This year’s World Cup of soccer in Germany means one thing for gringo surfers: Pack your board bags and get to futbol-crazed Latin America for empty lineups! With all the hoopla surrounding la Copa Mundial, local surfers will be hard-pressed to paddle out while their beloved colors fight for soccer world supremacy during — that’s right — day games. And how much do we really care about soccer north of the Rio Grande? Yeah, the U.S. enters the Cup fielding a solid squad, but peeling point breaks and hollow barrels have precedence over national pride.
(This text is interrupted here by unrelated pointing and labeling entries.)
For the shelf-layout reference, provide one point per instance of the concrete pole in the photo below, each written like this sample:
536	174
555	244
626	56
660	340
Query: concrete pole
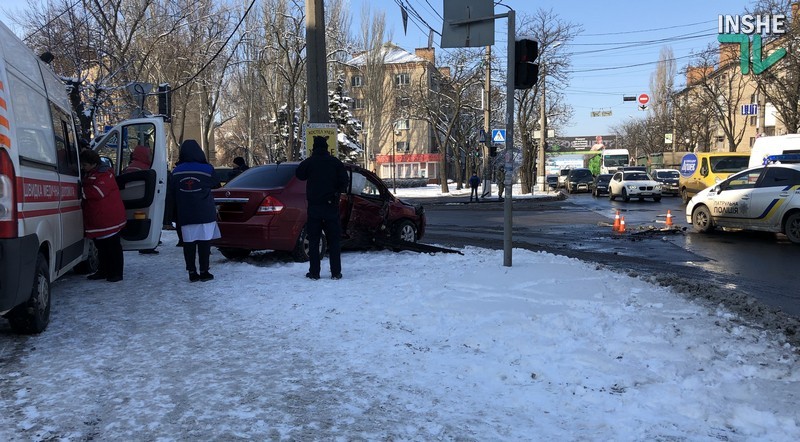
316	66
509	158
487	129
541	173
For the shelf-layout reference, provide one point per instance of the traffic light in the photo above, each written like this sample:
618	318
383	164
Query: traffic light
165	101
526	72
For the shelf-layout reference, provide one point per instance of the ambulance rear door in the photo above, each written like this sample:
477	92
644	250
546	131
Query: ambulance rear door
144	187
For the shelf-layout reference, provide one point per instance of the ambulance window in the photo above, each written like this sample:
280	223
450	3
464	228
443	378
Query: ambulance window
65	142
110	148
780	177
32	118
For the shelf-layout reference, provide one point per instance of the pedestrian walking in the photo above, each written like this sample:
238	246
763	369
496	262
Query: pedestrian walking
325	178
103	216
500	176
474	183
196	215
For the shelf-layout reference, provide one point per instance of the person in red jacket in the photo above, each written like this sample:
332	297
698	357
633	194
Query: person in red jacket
103	215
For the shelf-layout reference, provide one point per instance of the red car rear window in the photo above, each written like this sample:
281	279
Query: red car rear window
264	177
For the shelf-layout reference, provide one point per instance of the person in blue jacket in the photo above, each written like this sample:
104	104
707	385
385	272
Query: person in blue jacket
196	217
325	178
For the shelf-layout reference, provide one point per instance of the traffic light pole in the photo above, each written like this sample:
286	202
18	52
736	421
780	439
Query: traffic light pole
509	153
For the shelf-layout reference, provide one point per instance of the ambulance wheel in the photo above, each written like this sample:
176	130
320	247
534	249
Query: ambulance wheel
33	316
701	219
792	227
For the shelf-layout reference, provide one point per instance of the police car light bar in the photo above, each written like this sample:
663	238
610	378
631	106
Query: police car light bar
787	158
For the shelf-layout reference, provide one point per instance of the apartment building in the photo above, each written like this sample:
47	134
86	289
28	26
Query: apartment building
396	144
747	112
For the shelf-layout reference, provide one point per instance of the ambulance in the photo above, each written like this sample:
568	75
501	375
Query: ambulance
41	223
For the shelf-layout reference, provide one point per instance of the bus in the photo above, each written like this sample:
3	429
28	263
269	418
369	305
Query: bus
612	159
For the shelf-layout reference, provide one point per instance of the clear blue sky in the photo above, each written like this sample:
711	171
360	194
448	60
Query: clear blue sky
614	32
613	36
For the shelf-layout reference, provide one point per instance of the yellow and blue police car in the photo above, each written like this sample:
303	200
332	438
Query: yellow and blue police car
764	198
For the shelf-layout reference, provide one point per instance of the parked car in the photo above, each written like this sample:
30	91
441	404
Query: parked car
562	178
264	208
764	198
580	179
552	181
669	179
601	184
629	184
222	174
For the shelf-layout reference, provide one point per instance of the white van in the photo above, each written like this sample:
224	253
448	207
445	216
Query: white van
41	223
778	145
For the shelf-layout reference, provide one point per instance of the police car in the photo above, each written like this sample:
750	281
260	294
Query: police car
764	198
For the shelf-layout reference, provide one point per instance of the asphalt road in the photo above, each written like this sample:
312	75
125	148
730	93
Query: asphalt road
753	274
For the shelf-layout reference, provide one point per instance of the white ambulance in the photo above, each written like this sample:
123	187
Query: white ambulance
41	223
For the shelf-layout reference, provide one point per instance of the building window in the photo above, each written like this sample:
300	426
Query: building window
402	79
402	102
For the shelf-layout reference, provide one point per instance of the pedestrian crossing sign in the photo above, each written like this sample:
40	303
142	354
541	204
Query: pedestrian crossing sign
498	135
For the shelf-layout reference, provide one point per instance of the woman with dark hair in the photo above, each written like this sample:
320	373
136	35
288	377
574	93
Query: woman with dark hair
192	179
103	215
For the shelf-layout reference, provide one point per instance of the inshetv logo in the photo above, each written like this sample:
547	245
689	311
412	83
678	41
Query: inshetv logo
737	28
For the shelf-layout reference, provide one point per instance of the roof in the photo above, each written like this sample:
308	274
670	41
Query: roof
392	54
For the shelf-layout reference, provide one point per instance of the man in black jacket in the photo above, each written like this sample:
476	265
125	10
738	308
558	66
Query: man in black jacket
325	178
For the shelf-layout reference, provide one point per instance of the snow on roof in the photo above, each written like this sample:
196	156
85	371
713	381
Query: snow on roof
392	54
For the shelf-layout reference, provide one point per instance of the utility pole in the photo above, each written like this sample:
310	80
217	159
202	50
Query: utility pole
541	174
487	114
316	67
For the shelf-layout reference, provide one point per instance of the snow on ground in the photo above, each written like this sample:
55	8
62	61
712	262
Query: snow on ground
406	347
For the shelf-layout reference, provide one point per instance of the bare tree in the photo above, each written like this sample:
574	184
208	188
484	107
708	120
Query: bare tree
723	87
780	84
661	92
453	92
552	33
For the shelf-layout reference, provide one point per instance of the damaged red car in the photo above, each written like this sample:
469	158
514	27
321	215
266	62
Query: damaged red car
264	208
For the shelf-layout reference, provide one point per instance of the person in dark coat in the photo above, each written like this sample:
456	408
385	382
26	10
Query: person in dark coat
325	178
103	216
239	166
196	215
474	182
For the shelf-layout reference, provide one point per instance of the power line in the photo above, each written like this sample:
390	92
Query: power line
208	63
648	30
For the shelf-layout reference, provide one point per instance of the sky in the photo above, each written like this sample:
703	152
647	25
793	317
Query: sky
616	35
406	347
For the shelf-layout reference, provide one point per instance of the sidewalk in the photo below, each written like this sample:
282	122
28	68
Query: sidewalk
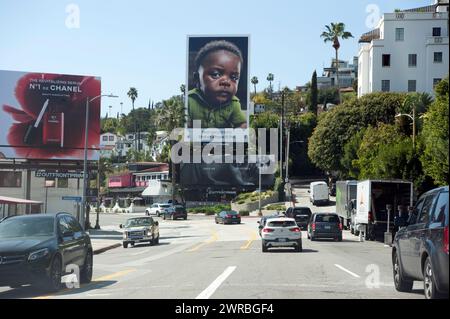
103	240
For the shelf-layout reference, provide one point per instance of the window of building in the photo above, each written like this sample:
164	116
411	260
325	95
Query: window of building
385	85
63	182
399	34
436	82
412	60
412	85
436	32
10	179
386	60
437	57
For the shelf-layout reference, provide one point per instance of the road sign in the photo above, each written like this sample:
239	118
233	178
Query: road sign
74	198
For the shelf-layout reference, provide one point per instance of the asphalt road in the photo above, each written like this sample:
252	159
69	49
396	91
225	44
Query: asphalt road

Viva Futbol! There isn’t a sporting event in the world that fires up Mexicans like the World Cup. It’s the Superbowl, World Series, and Olympics all rolled together into one gigantic tortilla. The Mexican national team enters Germany with arguably its best team ever. With a FIFA ranking of fourth in the world, the usually disappointing Mexican national team has high hopes, and a comparatively easy grouping that should lead them into the second round. That translates into at least three weeks of local surfers parked in front of satellite-fed television screens screaming, “GOOOAAAL!” Best bet is to undertake mainland Mexico for the huge south swells of the summertime, and the farther south the better. Escondido should see a huge population drop, and considering the hardcore bands of locals that own the break, Mex Pipe will be open for business. Other spots like Barra Nexpa, Pasquales, and La Ticla, where locals aren’t as predominant, should also see reduced numbers in the lineups.
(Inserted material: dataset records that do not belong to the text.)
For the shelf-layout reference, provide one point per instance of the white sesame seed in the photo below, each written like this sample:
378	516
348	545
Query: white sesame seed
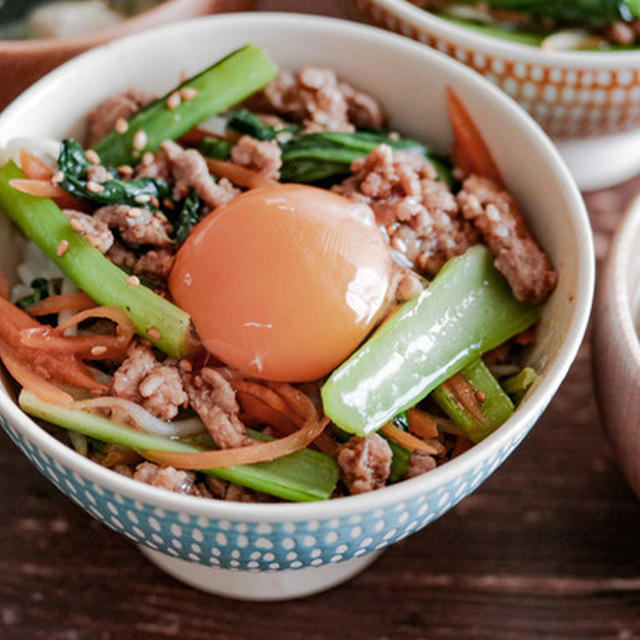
122	126
94	187
174	100
92	156
63	245
188	93
140	140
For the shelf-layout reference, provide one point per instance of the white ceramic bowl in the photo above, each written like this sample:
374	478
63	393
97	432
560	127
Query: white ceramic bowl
572	94
286	550
616	348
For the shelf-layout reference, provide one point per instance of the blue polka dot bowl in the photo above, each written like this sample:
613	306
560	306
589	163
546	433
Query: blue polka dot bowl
275	551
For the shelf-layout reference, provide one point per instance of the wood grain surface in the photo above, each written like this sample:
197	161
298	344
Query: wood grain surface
548	548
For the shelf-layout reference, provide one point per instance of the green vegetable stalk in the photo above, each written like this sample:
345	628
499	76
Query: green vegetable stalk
216	89
164	324
516	386
494	404
329	154
579	12
467	310
302	476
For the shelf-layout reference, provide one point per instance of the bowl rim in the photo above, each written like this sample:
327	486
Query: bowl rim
408	489
614	286
519	52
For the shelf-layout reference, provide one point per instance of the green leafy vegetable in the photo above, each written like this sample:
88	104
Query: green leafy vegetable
41	221
74	166
467	310
215	148
188	215
495	406
224	84
329	154
301	476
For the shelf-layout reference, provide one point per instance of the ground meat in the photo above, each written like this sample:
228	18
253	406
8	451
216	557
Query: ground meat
315	98
420	462
102	119
136	225
121	256
189	169
261	156
155	263
221	490
494	213
417	213
364	111
95	231
98	173
158	167
213	398
156	386
365	463
166	478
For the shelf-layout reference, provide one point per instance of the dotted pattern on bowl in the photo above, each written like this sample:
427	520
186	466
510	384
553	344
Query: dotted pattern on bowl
567	102
256	546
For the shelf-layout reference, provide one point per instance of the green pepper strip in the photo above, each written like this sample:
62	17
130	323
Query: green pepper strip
467	310
495	408
42	222
219	87
302	476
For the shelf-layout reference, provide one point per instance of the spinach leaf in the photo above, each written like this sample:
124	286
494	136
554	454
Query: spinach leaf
137	192
187	216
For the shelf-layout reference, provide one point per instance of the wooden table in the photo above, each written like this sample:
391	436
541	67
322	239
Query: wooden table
549	547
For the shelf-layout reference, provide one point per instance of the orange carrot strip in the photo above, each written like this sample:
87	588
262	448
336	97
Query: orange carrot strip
196	135
95	347
22	372
61	366
262	452
33	167
77	301
470	152
421	424
265	414
4	285
44	189
406	439
241	176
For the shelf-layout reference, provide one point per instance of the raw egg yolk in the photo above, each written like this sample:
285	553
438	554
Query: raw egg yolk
283	282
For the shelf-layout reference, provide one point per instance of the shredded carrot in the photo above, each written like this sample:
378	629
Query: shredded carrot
422	424
465	395
265	414
4	285
262	452
470	152
61	366
29	379
406	439
33	167
94	347
196	135
44	189
241	176
77	301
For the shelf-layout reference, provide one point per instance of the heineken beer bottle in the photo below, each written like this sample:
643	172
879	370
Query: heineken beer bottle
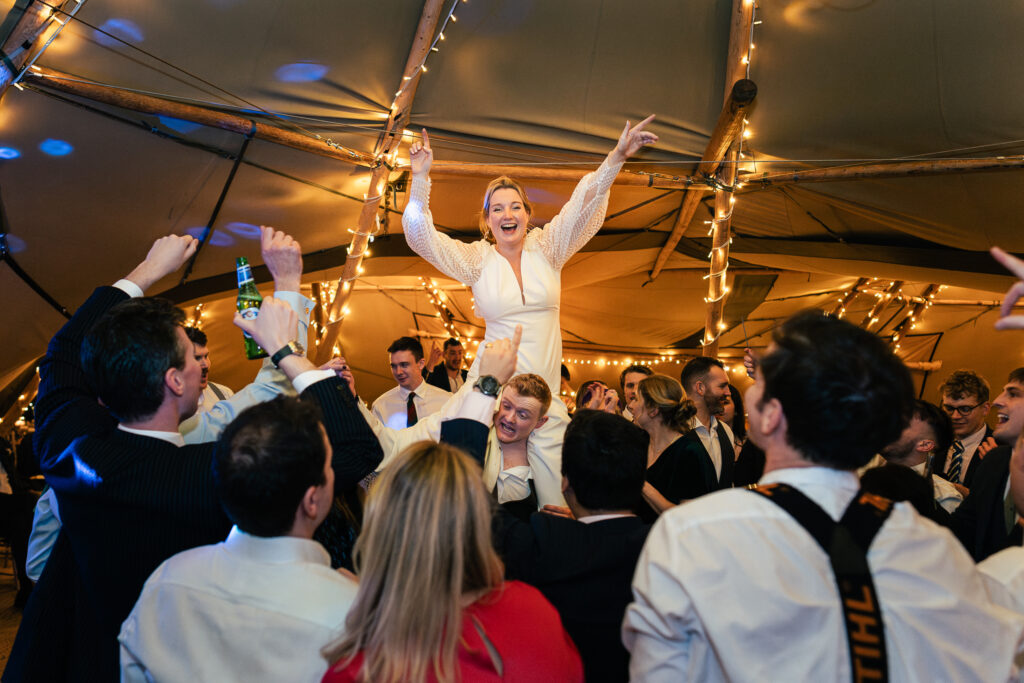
248	303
The Costa Rican squad enters the World Cup as a dark horse. The team isn’t expected to advance past the first round, but don’t tell that to the locals. Experts said the same thing in ’02 when the Ticos shocked the world by making it to the second round. Costa Ricans take their soccer very seriously, and being one of the smallest countries to compete in the World Cup, they see an opportunity to cement their global powerhouse status. But it’s not all business. I was in Dominical for the World Cup in ’02 and the guaro flowed like Coors Light at a frat party. Since the games were at night, hangovers were the only cause for lightened lineups, and those were easily cured by the adrenaline rush of watching someone get shacked. This year, thanks to a more accommodating German time zone, things will be different. Although the usual ex-pat brigade will scour Pavones, dropping in on its long, peeling lefts will be less arduous without the locals. The rest of the southern Pacific coast gets pounded by summer swells heeding the same results. Dominical, Hermosa, the Osa Peninsula — take your pick.
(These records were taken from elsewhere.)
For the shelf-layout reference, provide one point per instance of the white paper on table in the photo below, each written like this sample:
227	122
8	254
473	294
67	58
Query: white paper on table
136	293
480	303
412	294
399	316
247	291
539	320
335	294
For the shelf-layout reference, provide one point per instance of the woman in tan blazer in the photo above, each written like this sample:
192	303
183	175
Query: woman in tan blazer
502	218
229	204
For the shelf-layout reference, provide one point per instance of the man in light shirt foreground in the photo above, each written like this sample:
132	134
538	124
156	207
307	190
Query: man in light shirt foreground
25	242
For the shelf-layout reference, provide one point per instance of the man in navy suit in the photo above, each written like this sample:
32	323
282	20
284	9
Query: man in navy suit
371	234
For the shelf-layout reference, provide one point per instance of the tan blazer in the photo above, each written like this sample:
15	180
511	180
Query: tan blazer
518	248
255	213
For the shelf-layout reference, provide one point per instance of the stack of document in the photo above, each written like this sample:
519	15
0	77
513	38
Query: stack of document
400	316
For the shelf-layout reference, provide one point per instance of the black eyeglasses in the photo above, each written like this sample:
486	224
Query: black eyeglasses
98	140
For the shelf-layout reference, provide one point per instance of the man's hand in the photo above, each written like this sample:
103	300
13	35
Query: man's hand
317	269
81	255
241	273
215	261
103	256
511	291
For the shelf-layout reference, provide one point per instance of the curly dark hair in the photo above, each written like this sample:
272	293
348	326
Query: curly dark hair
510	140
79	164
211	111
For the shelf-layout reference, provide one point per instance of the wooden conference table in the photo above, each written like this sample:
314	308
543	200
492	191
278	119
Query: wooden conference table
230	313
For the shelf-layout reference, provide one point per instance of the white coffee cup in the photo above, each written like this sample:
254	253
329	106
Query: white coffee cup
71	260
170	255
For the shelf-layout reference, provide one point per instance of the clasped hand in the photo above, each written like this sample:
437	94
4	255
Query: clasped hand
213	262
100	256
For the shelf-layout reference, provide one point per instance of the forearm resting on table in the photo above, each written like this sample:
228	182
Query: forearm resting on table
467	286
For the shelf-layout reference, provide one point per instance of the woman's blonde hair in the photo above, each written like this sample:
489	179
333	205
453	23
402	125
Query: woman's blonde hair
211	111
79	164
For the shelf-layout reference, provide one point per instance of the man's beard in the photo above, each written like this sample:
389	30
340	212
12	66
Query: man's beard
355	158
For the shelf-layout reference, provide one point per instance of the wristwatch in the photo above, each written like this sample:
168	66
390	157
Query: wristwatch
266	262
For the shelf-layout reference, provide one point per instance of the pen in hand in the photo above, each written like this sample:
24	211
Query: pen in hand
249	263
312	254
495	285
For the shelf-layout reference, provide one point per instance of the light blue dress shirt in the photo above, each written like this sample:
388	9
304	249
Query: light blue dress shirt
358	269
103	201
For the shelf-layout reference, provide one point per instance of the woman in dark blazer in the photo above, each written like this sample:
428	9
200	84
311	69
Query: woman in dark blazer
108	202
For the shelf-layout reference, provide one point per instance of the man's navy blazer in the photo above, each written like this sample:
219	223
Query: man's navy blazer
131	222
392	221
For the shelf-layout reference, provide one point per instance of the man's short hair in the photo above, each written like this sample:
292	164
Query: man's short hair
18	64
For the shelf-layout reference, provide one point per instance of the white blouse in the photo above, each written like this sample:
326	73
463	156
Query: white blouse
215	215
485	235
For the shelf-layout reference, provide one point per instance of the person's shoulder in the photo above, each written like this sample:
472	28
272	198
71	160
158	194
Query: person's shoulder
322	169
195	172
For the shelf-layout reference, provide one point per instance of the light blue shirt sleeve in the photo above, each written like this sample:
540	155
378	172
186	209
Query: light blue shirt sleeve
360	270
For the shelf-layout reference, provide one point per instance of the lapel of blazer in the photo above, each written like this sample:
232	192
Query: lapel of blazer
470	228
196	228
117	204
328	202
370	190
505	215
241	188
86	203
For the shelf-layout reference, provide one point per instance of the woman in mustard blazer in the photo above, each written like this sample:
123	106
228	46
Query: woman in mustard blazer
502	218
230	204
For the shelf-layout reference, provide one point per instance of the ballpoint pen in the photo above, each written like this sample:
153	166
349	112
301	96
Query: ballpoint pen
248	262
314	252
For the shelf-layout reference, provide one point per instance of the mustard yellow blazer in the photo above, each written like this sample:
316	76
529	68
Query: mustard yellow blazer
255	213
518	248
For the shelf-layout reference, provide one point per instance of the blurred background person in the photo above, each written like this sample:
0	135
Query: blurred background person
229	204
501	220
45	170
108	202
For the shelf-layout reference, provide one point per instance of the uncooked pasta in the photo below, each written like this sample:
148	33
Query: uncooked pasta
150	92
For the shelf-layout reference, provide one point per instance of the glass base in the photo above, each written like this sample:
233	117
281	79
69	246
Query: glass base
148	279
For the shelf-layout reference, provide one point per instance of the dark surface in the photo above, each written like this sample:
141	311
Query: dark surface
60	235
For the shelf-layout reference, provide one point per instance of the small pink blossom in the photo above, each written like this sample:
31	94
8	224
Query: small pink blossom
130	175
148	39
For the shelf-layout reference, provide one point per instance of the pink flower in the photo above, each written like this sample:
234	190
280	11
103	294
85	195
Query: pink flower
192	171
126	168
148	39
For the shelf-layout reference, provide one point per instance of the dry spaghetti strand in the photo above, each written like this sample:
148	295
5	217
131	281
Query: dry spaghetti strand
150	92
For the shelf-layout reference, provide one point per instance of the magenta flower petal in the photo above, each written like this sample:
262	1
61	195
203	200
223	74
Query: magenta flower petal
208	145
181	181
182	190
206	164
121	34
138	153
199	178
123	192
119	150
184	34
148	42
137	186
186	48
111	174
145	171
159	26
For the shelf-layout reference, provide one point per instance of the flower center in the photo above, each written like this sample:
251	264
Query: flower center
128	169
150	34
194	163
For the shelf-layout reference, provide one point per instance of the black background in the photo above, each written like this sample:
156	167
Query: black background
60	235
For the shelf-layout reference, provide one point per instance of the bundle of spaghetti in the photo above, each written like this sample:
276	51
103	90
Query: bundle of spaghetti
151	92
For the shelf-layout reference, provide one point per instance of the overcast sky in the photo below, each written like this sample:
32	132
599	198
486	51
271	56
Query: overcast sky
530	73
Ecuador makes its second appearance in the Cup following an inaugural selection in 2002. Although historically, los Tricolores fared poorly against European competition, this team is no pushover and has notched recent victories over perennial powerhouses Brazil and Argentina. Nonetheless Ecuadorians will take to the streets, not the waves, in support of their team. This gives gringos the perfect opportunity to check out the newly famed spots in the Galapagos or score some waves and a healthy dose of partying in Montanita.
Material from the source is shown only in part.